Frédéric Grolleau, Monnaie de verre

Le trans­pa­rent et l’opaque

Venise – plus exac­te­ment Murano – , à la fin du XVIIe siècle ; voilà pour le décor et l’époque. L’intrigue, main­te­nant : une jeune fille – belle et intré­pide, comme il sied à une héroïne – dérobe par ven­geance à son maître-verrier de père les pré­cieuses for­mules dont dépend la qua­lité de ses pro­duc­tions. Il faut dire que l’auguste patriarche avait ordonné à ses trois fils d’assassiner l’amant de sa fille. Riva­lité entre familles oblige.
Tan­dis qu’on est emporté par les déve­lop­pe­ments de cette tra­gé­die mâti­née d’espionnage, on apprend, à l’occasion, à par­tir de quoi se fabrique le verre, ce qui condi­tionne sa finesse, sa trans­pa­rence, ses couleurs…

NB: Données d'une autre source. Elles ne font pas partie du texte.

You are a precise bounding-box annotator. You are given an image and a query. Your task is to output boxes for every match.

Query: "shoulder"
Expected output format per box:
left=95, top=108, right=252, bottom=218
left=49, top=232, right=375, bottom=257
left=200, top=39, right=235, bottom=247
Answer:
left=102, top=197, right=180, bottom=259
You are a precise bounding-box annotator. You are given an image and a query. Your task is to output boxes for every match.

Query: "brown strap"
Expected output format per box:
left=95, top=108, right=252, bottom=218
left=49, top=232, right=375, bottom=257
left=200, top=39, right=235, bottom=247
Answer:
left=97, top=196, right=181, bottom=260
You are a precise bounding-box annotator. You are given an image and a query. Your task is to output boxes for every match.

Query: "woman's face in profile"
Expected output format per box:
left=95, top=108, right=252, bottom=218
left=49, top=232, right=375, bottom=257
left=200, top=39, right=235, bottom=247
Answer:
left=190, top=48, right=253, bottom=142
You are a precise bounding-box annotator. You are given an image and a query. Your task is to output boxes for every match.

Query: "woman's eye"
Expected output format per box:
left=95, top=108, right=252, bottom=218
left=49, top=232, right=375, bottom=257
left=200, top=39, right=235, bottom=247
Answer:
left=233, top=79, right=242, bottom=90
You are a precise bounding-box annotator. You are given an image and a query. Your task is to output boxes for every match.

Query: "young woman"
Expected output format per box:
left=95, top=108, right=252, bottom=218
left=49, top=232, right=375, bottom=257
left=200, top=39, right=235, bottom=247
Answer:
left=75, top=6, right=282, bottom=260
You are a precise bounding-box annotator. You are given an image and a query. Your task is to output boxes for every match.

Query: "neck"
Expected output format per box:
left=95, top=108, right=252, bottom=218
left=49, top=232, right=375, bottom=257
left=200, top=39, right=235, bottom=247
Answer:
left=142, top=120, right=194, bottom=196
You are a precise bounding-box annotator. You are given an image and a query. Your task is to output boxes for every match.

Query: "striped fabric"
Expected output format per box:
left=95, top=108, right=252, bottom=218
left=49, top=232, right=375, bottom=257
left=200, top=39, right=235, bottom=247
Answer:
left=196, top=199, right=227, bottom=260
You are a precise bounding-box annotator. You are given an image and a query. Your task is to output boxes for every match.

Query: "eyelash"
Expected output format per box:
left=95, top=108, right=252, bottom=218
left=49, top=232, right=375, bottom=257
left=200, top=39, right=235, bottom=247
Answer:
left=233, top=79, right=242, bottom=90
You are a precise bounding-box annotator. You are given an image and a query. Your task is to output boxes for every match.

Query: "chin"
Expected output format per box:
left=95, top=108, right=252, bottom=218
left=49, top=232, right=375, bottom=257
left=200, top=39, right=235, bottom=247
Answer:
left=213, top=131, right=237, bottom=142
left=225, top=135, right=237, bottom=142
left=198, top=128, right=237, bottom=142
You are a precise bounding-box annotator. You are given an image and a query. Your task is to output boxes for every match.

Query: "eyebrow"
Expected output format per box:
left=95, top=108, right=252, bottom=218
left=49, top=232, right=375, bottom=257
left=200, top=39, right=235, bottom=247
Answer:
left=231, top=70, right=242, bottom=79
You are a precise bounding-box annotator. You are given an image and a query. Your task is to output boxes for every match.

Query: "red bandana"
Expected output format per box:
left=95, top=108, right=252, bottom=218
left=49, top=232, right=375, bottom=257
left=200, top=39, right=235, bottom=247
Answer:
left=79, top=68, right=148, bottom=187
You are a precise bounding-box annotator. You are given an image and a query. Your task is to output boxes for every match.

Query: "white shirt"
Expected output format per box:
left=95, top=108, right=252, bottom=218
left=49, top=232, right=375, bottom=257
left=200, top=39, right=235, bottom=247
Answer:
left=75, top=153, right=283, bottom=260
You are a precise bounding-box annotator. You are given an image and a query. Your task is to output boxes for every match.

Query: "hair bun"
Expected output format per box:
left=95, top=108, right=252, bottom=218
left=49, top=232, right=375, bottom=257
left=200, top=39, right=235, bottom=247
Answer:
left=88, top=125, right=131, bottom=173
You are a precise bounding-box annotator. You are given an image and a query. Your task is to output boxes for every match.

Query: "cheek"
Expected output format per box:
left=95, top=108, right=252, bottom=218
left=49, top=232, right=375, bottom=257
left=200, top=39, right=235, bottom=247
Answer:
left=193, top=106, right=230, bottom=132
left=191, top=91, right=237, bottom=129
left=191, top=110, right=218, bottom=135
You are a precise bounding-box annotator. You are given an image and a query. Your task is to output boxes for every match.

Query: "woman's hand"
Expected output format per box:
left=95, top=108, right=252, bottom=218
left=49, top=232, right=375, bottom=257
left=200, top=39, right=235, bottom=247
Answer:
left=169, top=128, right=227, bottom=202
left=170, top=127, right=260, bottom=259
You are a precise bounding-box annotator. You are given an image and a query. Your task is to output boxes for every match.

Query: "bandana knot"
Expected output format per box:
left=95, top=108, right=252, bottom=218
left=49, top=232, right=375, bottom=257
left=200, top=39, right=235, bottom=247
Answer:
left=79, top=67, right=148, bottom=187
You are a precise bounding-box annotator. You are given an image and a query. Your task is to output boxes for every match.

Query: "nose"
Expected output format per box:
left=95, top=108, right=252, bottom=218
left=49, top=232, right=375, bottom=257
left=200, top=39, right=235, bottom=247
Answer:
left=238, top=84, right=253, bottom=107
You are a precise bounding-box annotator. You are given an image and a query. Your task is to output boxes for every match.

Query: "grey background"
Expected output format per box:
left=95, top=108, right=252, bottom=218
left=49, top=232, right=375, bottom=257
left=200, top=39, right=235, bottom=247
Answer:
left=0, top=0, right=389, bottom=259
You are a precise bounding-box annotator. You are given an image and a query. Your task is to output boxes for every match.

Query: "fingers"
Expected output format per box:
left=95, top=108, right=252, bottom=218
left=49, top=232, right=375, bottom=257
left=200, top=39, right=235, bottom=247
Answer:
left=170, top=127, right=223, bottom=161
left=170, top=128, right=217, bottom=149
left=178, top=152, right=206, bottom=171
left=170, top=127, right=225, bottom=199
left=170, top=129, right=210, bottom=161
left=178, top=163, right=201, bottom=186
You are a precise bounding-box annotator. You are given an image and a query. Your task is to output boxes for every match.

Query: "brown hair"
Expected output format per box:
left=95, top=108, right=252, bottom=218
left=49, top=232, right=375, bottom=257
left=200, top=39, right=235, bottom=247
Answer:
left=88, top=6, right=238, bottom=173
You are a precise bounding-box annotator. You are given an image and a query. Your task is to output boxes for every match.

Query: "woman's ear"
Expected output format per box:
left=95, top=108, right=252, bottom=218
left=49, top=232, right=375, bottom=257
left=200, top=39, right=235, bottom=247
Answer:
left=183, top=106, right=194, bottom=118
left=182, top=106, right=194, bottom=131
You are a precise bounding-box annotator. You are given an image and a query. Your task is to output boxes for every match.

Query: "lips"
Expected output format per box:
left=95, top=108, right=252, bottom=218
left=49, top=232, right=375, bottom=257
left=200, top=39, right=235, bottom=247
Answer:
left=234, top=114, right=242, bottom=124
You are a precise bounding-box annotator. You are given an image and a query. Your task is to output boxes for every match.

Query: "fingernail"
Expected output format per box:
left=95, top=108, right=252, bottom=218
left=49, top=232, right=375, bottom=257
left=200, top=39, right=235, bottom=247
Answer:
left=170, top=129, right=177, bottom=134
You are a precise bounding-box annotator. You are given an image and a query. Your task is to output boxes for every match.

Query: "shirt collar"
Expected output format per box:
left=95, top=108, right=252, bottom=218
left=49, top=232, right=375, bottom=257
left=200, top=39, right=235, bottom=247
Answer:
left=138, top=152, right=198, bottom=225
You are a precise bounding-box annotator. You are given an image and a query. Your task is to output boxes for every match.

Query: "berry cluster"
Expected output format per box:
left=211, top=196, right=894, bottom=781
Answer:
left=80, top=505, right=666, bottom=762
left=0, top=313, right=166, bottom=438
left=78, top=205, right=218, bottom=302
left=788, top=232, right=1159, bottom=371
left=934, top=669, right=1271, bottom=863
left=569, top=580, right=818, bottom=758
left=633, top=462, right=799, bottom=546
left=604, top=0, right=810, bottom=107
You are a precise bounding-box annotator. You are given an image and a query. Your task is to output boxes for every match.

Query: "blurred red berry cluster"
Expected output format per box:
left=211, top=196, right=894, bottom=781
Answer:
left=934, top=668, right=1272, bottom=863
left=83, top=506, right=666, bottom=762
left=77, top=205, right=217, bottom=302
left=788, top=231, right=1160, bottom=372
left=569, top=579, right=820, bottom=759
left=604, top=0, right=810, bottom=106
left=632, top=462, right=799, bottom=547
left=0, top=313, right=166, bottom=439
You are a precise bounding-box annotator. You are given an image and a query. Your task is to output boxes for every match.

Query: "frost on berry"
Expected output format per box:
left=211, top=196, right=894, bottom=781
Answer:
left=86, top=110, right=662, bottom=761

Mais qui limi­te­rait sa lec­ture à celle d’un thril­ler his­to­rique asso­ciant avec brio sus­pense et éru­di­tion com­met­trait une erreur et se pri­ve­rait de l’aspect peut-être le plus sédui­sant du roman. Mon­naie de verre (Prix Saint-Gobain tra­di­tions ver­rières) est en effet émi­nem­ment ludique ; moins par les mul­tiples rebon­dis­se­ments et péri­pé­ties que par les réfé­rences dont le texte regorge. Réfé­rences qui d’ailleurs vont du simple clin d’œil – tel le titre du pre­mier cha­pitre, «Arse­nic et belles den­telles» – aux mises en abîme plus sub­tiles ; ainsi les jeux de trans­pa­rences et d’opacités dont le verre se fait le creu­set se transposent-ils aisé­ment dans le texte, où les nom­breuses épi­graphes, les locu­tions non tra­duites en fin de cha­pitre et les notes font assaut d’ambivalence en offrant des clefs tout en obs­truant la lisi­bi­lité.
Il y a sur­tout le style, léché à l’extrême, pré­cis, nourri de tour­nures com­plexes et de mots rares, longs en bouche, goû­teux à sou­hait ; un style qui ménage, par petites touches iro­niques, une dis­tance rédhi­bi­toire entre le nar­ra­teur et le texte et, par­tant, entre celui-ci et le lec­teur ; un style aussi qui manie les méta­phores brillantes et auda­cieuses, telle celle appli­quée au viol – trois mots dont la puis­sance est accrue par l’ellipse ver­bale : «Un auto­dafé anatomique.»

Enfin, il faut évo­quer le joyeux bras­sage de cli­chés lit­té­raires qui, mis au ser­vice de l’intrigue, n’en sont pas moins décons­truits par l’ironie du ton ou bien les astuces de construc­tion. Ainsi, pour satis­faire aux atten­dus du polar, l’action commence-t-elle dès la pre­mière phrase : «A plu­sieurs reprises, les trois assaillants plon­gèrent leur lame dans le corps du mal­heu­reux.» Mais cette fra­cas­sante entrée en matière se com­plexi­fie aus­si­tôt ; le moment de l’agonie est étiré aux dimen­sions d’un cha­pitre entier, dilaté à coups d’acrobaties chro­no­lo­giques insuf­flant ici et là toutes sortes d’informations qui ancrent le récit dans un contexte à la fois his­to­rique et nar­ra­tif.
Tout concourt donc à rendre impos­sible une pos­ture de lec­ture stable : l’on est entraîné de droite et de gauche, bous­culé à l’envi dans ses habi­tudes de lec­ture. Mais avec, à la clef, cet indi­cible plai­sir de se lais­ser prendre à un jeu dont on n’est pas tout à fait dupe – sans être cer­tain pour autant de quoi que ce soit…

Le plus bel hom­mage à Mon­naie de verre eût sans doute été un article au énième degré, maniant pour mieux les moquer tous les pon­cifs de la cri­tique lit­té­raire. Nous nous conten­te­rons de céder à l’un des atten­dus de celle-ci – sans recul aucun, et avec un enthou­siasme plei­ne­ment assumé – en invi­tant les lec­teurs à se plon­ger sans ter­gi­ver­ser dans ce livre tant sa lec­ture est jubi­la­toire, hau­te­ment jouis­sive et enrichissante.

isa­belle roche (Revue Res Publica — P.U.F)

Fré­dé­ric Grol­leau, Mon­naie de verre, éditions Nico­las Phi­lippe, 2002, 431 p. — 21,00 €.